There are two sides to any argument. Right now the question is: “Are cheaper commodities good or bad for stocks?” The answer is not so easy to explain. In part because it has to do with not only direction of price but speed of price and what other markets are saying which leads to how people react to the information at any given moment. Also, there are those that park their money, and those that move it around… There are those that move fast, and those that have too much to move to be able to move quickly. Looking at investing like an ocean… There are big waves which engulf smaller waves, and there are the faster, smaller waves.
The following is only a primer on how I have learned to attempt to make better sender of things.
When commodities are down fast overnight that is the sort of action that may very well trigger margin calls which creates forced selling.

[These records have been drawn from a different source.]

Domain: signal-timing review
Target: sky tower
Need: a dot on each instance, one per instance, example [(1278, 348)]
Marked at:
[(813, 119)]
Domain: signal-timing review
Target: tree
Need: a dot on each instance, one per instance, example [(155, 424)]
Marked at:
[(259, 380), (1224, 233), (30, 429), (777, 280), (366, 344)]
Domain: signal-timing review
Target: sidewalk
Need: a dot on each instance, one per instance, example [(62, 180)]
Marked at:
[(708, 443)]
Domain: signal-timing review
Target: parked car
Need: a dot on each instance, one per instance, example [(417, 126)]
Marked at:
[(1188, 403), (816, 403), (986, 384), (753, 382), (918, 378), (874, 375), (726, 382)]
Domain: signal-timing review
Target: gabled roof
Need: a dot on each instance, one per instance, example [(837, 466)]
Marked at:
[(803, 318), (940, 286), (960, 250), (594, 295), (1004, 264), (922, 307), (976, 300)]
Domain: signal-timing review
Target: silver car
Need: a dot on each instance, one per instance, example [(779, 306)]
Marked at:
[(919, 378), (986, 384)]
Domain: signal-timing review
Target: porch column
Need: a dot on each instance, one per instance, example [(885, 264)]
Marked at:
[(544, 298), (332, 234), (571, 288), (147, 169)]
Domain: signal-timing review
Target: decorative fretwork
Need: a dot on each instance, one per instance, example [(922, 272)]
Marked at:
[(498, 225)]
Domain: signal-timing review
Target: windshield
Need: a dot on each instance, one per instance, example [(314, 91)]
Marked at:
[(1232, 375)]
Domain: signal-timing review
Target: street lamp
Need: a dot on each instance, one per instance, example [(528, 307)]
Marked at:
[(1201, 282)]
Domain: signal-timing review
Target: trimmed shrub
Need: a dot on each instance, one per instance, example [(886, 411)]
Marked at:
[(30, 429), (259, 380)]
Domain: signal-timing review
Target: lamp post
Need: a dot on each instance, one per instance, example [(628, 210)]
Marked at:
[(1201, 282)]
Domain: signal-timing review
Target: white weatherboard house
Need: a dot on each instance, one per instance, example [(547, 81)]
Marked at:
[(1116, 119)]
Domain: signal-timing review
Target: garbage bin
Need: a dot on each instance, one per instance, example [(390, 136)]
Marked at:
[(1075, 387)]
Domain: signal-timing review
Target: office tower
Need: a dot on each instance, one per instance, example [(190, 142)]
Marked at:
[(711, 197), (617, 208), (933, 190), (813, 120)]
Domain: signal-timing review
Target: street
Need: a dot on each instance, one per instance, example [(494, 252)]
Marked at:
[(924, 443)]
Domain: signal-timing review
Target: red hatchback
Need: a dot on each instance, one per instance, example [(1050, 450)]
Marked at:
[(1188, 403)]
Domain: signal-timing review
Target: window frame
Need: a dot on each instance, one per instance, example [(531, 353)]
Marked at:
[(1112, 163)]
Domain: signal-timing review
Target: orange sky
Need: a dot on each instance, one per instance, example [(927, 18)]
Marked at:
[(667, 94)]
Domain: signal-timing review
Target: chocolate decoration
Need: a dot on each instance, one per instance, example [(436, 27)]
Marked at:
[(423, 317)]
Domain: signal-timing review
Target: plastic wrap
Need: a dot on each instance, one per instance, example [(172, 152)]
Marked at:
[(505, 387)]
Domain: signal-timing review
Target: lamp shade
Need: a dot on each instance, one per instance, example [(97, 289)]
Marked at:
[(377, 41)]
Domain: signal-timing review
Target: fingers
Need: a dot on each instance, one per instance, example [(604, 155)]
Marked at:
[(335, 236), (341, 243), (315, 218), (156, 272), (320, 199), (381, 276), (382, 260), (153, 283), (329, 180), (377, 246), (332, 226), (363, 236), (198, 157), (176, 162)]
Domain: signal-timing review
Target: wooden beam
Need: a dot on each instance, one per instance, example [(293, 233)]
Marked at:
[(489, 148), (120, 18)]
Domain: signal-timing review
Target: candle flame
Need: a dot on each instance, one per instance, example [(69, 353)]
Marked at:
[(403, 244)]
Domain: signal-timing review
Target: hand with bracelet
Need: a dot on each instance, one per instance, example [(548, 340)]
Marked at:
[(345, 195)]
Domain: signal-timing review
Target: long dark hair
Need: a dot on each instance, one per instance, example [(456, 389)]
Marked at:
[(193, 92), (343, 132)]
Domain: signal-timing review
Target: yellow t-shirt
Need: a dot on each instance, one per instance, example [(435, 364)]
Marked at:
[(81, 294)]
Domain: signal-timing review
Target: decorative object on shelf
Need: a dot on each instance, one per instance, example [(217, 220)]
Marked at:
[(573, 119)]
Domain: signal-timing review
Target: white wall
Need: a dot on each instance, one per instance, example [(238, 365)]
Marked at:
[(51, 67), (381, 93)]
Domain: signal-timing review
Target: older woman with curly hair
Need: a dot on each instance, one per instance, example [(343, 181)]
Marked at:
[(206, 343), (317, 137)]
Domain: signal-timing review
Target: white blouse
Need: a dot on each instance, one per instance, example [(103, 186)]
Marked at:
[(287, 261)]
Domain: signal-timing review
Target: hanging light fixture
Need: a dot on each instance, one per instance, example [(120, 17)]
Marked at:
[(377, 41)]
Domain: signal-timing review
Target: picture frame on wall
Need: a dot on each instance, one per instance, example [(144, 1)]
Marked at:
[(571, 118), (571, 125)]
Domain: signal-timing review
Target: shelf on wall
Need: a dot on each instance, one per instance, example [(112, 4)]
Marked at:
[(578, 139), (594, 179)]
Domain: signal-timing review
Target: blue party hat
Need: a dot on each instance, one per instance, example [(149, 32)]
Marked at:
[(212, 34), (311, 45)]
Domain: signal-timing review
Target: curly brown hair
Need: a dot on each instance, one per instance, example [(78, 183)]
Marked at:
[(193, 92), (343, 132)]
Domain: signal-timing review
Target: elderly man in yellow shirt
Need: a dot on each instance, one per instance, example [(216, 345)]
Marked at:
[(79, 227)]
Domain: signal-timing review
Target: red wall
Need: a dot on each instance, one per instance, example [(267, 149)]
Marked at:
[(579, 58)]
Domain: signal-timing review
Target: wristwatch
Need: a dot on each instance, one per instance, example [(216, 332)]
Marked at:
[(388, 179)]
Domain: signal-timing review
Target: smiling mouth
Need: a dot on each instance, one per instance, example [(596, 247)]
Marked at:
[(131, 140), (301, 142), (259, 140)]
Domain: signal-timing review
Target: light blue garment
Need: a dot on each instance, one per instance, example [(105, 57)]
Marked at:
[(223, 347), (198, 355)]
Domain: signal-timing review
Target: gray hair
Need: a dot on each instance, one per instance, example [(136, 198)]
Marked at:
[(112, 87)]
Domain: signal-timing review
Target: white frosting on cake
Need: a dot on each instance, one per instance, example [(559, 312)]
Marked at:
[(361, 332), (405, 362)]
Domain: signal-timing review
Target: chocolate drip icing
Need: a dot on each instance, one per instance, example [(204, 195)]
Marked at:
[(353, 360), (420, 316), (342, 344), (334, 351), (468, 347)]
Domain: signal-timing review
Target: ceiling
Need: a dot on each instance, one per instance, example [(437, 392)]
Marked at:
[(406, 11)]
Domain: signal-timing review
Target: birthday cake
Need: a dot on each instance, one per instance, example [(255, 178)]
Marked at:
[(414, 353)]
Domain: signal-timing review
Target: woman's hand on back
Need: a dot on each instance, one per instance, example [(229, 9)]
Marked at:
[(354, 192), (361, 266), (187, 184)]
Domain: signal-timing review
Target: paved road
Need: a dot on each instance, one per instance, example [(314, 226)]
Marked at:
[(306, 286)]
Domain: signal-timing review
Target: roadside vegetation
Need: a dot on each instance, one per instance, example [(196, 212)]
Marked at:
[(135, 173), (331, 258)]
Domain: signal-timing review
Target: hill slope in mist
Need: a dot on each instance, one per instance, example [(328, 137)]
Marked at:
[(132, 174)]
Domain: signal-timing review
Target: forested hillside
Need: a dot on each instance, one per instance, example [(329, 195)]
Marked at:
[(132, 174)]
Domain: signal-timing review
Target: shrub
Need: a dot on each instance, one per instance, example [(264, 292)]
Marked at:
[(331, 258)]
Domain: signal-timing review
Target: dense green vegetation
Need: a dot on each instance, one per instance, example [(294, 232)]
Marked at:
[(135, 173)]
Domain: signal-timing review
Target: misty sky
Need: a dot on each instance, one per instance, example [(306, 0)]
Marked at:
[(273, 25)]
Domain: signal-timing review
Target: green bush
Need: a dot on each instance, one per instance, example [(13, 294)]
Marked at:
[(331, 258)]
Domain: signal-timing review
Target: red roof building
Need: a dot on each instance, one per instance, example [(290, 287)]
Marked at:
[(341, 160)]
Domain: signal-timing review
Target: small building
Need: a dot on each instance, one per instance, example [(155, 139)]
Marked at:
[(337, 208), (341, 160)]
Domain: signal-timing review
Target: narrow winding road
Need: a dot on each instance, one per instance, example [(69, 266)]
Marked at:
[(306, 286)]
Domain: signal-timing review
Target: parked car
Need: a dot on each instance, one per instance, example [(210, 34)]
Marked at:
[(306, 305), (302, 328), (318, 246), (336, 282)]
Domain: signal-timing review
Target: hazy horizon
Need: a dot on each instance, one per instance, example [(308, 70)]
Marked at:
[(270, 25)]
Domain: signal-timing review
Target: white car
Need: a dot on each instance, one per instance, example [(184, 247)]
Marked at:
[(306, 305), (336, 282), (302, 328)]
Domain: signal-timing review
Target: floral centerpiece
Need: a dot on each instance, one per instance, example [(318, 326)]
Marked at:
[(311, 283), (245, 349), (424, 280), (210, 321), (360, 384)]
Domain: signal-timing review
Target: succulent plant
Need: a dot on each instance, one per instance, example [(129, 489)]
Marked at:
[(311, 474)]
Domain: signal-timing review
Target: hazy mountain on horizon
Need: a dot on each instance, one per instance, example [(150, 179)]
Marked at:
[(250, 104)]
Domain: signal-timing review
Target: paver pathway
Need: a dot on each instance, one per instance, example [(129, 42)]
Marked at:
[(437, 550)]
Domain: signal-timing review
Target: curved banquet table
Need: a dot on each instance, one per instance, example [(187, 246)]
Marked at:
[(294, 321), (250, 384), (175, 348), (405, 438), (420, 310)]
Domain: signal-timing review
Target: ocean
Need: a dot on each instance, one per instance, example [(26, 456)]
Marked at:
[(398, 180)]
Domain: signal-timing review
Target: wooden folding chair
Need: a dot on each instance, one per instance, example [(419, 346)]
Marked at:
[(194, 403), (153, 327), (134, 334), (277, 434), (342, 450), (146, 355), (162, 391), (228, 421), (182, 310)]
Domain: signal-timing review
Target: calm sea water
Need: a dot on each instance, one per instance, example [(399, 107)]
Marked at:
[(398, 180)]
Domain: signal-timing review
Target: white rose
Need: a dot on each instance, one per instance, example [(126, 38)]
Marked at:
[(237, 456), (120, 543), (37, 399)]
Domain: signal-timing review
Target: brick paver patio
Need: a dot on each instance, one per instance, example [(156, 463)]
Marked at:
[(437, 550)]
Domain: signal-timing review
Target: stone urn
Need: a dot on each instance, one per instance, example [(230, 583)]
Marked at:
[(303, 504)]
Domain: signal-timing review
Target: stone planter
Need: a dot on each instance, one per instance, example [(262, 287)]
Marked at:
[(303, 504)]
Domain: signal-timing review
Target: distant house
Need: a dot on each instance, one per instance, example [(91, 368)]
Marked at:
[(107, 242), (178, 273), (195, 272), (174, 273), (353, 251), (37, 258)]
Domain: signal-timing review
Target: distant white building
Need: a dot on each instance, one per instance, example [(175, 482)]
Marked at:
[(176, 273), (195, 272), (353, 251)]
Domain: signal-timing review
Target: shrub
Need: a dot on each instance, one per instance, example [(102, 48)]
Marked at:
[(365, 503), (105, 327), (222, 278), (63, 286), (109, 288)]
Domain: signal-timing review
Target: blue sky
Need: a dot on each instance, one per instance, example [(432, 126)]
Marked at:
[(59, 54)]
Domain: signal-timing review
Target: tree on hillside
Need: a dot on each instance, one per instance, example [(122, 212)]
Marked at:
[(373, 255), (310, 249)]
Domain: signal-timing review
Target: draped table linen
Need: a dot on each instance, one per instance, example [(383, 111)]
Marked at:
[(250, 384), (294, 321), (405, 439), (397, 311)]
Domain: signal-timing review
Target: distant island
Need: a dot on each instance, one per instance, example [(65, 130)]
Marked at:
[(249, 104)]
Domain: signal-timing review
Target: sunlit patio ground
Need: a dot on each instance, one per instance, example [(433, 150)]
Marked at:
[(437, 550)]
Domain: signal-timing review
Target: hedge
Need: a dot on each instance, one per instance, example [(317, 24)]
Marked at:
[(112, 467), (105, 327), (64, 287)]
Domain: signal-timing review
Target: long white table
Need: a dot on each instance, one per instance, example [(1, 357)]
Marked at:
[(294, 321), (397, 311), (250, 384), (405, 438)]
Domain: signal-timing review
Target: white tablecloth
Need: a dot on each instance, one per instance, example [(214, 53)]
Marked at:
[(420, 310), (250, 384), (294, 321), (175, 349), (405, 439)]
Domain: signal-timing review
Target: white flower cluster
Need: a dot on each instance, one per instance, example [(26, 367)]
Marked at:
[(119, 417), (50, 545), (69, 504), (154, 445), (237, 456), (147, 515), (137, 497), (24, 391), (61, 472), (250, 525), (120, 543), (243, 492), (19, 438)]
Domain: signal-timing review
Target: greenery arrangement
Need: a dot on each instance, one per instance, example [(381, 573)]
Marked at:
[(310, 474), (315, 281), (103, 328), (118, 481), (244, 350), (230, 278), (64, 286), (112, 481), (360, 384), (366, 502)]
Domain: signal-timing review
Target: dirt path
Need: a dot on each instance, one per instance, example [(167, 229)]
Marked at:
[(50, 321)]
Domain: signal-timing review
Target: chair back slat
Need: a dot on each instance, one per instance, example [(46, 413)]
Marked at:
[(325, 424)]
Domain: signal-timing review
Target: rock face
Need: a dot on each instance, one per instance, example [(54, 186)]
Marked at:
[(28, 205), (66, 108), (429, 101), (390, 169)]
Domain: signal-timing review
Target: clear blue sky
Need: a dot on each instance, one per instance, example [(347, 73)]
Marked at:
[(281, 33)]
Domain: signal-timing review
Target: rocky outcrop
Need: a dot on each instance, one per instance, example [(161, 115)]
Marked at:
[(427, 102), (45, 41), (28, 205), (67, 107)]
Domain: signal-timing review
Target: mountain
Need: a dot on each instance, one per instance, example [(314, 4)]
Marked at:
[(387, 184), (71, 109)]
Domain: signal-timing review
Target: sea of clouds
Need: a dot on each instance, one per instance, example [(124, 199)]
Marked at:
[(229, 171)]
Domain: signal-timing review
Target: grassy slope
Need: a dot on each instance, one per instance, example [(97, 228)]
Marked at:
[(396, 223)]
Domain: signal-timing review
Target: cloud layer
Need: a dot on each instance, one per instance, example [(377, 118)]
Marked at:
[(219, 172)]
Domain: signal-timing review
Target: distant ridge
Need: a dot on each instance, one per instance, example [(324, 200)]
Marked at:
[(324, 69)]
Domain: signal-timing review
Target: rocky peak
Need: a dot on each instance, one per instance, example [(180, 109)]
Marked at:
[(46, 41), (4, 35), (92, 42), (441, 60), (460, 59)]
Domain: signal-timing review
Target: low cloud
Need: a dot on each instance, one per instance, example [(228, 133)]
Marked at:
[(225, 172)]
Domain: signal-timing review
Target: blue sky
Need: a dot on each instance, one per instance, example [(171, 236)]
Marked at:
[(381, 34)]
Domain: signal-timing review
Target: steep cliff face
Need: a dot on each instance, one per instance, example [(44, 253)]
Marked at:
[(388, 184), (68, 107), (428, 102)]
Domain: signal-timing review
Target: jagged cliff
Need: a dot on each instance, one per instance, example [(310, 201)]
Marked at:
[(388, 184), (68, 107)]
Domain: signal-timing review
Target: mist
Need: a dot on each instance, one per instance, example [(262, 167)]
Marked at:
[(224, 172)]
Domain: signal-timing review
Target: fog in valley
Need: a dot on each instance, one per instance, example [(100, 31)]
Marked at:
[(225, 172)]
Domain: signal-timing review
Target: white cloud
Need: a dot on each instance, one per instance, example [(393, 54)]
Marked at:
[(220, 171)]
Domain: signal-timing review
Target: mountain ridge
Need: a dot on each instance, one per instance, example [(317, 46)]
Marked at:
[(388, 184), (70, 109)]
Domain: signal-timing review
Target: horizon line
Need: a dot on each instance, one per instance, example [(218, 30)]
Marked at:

If someone (or some entity) is long oil futures or leveraged in oil stocks and overnight there is large drop they have to sell a lot to raise equity or selling will be done for them. (Not to mention those that sell in anticipation of margin calls of others and/or to avoid it themselves if selling were to persist or to maintain certain allocation percentages).
That selling will often trickle over into other areas and the temporary fear and forced selling creates more selling pressure than buying and sellers seeking a buyer leads to lower prices.
Especially true if multiple commodities are down fast simultaneously along with strong dollar and fast action in bonds in either direction signaling the perception of desperation to stimulate demand and shift of capital to “safety” or tightening borrowing requirements signaling the perception of difficulty borrowing and fears it may lead to deflation. It need not matter on what direction is good and bad for the market, the perception of it among enough people that believe in it and a large magnitude of a move is real enough to cause short term selling pressure that leads to more. Anything interpreted as a possible sign of deflation can be enough to cause selling pressure and a shift into “safety” or “quality”. Since there are many players with different ideas, theory, reactions, emotions, behaviors, motives, responsibilities, risk tolerance, goals, amount of leverage, strategies, etc… There is a lot of chaos within the market. It can be tough to decipher how many moving parts will react over time. To say one thing is good or bad for something else is looking at it too linearly. It depends not only upon context of other information, but in the context of your own timeframe and strategies as well. It also matters where market has accepted price before and how much capital is desperate. (Hard to articulate this since it is not the number of people that matter, but the total amount of capital behind each person’s reactions seeking buy or sell orders)
Someone that is long oil but off margin and has a lot of cash and intends building a position as just an allocation to a long term portfolio that contains other asset classes including bonds and stocks over the next several months would perhaps cheer oil going lower as they can lower the cost basis as they buy lower and they have only just started building it. Someone on margin long oil and stocks who suddenly has to make adjustments will only be able to look at it from a win/loss perspective.
One person’s mindset might be to buy at a discount and sell it at a target with time only variable that cannot be control or predict but playing for a big win and never taking a loss. They must buy at a deep enough discount or they cannot lose since they already are risking a low ROI if it takes more time than anticipated. Another might focus on both price and time and they are much less certain about whether they will be right or wrong but they will manage the price they take the loss and gain so that the system is likely to win over time. Rather than wait potentially years for something to turn around, they have to take a loss and the sooner, the better.
On the face of it one may be right that cheap oil and commodities are good for business and the consumer. But deflation is very bad for the business and consumer. If the market interprets cheaper oil and commodities as capital flow out of commodities and into stocks and happening wishing the context of expansion of money supply AND increase of the velocity of money (and circulation or concentration of it) then cheaper oil is an increase in disposable income for the consumer and will contribute to lower costs, higher growth. BUT if you interpret it as a sign deflation is near or already here, then prices of everything drops.
The cheap oil and commodities overnight are enough to trigger the believable fear for enough people to buy the story of deflation to make the reactions on that fear cause price movement and margin calls at least on the short term. Sometimes it is an over reaction. Sometimes not. Sometimes the very act of over reacting causes it to be real enough to last for awhile and be more violent than most anticipated as it puts enough people in a position where there is more forced selling and that forced selling changes entire moods and confidence in “the system” and that mood changes economic behaviors such as banks not lending and people unwilling to borrow. In other words, it can at times create a self-fulfilling prophesy.
Then there is “capitulation” selling or “selling exhaustion” which is another story.